Photos and videos on a menu item

A diner deciding between three pasta dishes scrolls past five lines of description and stops on the photo. The photo sells the dish; the missing photo loses the order. This page is for the people who set up that gallery — owners, marketing managers, chefs running a menu refresh — and explains where the pictures come from, how the system stores them, and why the same one photo ends up on three different screens at three different sizes.

This page is for two readers. If you’re the owner, “Why this page exists” is for you — start there. If you’re the chef, jump to “How to use it” and skim down.

Why this page exists

The photo on the dish is the most expensive piece of real estate on the menu. A bad photo doesn’t just look bad — it lowers the price the diner is willing to pay, drops the click-through on the social share, and leaves the AI menu assistant guessing at what the dish actually looks like. Every photo on every dish should be deliberate.

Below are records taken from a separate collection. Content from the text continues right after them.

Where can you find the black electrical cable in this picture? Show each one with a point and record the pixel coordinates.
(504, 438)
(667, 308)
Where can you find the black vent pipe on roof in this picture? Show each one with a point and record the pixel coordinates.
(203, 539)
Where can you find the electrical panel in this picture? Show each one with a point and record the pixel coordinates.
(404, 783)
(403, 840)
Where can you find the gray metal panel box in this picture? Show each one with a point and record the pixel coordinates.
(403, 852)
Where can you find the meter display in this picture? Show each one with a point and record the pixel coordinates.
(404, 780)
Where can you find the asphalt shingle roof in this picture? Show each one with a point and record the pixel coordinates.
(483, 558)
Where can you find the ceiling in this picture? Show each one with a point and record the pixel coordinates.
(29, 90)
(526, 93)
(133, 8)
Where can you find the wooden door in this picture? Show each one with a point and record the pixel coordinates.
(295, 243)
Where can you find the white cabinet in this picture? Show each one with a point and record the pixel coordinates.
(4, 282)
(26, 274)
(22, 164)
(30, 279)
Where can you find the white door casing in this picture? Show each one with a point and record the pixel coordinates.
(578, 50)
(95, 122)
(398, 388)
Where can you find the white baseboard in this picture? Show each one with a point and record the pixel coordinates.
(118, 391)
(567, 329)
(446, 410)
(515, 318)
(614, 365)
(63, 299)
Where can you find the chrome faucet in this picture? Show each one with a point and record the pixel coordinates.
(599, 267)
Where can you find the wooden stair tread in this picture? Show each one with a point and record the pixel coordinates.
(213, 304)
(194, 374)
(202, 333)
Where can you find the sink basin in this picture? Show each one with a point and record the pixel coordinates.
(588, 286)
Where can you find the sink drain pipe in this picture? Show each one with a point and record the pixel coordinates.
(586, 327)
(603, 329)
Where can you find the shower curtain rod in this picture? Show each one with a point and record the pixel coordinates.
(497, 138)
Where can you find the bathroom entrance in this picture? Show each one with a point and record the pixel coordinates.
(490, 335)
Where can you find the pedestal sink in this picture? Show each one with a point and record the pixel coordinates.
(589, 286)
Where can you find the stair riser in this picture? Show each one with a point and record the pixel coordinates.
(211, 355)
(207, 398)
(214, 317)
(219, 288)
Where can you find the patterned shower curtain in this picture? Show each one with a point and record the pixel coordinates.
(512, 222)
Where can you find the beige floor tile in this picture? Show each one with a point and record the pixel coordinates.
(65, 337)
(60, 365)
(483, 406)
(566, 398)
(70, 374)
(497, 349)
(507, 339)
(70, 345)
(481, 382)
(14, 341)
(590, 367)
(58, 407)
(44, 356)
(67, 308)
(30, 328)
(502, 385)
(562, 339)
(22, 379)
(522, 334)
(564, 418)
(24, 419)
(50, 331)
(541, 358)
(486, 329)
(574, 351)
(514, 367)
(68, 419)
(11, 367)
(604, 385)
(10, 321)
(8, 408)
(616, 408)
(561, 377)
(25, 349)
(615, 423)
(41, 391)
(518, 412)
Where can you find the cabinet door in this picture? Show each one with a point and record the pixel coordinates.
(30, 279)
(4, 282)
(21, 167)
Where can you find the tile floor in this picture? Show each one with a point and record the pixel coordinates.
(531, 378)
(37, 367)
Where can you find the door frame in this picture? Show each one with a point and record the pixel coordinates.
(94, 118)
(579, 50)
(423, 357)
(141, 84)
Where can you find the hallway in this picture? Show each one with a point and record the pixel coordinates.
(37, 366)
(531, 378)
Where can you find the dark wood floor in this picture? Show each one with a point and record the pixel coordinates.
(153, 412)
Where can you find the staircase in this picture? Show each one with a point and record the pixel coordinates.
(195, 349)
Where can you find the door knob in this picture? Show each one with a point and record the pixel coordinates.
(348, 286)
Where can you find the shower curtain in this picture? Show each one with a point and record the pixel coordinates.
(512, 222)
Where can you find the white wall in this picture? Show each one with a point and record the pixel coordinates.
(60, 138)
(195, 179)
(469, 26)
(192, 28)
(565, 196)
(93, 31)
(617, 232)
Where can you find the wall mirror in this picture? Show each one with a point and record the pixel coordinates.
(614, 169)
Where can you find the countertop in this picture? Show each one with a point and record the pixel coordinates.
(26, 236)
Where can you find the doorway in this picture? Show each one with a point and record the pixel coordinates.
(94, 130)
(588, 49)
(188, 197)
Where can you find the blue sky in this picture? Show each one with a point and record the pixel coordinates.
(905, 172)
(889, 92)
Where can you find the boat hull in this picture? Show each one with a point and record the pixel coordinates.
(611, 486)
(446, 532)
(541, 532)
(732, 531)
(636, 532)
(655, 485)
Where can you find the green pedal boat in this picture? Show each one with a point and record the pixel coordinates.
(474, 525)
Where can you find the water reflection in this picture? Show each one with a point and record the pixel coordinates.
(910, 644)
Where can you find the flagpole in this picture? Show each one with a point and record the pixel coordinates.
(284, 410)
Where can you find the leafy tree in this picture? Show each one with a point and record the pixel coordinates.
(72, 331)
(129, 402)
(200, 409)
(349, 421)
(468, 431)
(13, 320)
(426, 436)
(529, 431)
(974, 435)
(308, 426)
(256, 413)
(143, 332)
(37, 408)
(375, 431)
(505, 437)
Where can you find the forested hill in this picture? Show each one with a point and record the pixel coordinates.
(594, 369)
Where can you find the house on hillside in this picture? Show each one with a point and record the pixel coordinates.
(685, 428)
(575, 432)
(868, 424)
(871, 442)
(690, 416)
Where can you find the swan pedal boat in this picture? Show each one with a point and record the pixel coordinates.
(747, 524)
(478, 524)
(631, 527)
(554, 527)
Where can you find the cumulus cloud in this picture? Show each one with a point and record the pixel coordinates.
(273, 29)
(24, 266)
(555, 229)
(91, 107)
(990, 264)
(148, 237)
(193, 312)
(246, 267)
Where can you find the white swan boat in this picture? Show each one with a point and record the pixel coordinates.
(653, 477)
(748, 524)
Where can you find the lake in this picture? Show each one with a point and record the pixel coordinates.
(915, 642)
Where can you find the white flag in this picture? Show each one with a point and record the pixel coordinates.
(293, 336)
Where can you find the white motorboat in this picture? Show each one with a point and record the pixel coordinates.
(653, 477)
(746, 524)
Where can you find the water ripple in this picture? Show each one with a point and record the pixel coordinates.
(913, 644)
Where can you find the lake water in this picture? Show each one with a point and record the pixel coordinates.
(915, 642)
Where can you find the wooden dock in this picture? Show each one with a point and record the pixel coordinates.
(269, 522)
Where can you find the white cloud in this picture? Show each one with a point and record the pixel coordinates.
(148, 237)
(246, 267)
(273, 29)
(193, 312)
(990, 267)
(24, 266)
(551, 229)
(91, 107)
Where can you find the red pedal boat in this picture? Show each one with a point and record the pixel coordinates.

The other reason this page exists is consistency. A kitchen with thirty dishes and thirty photos taken on three different phones in three different lights is a kitchen whose menu feels random — even if every dish is excellent. The gallery is where that gets fixed: upload everything in one place, edit captions and alt text in one place, set the hero (the photo that lands on the card in the grid and on the social share) in one place. One photo lives once; the system renders it everywhere it needs to.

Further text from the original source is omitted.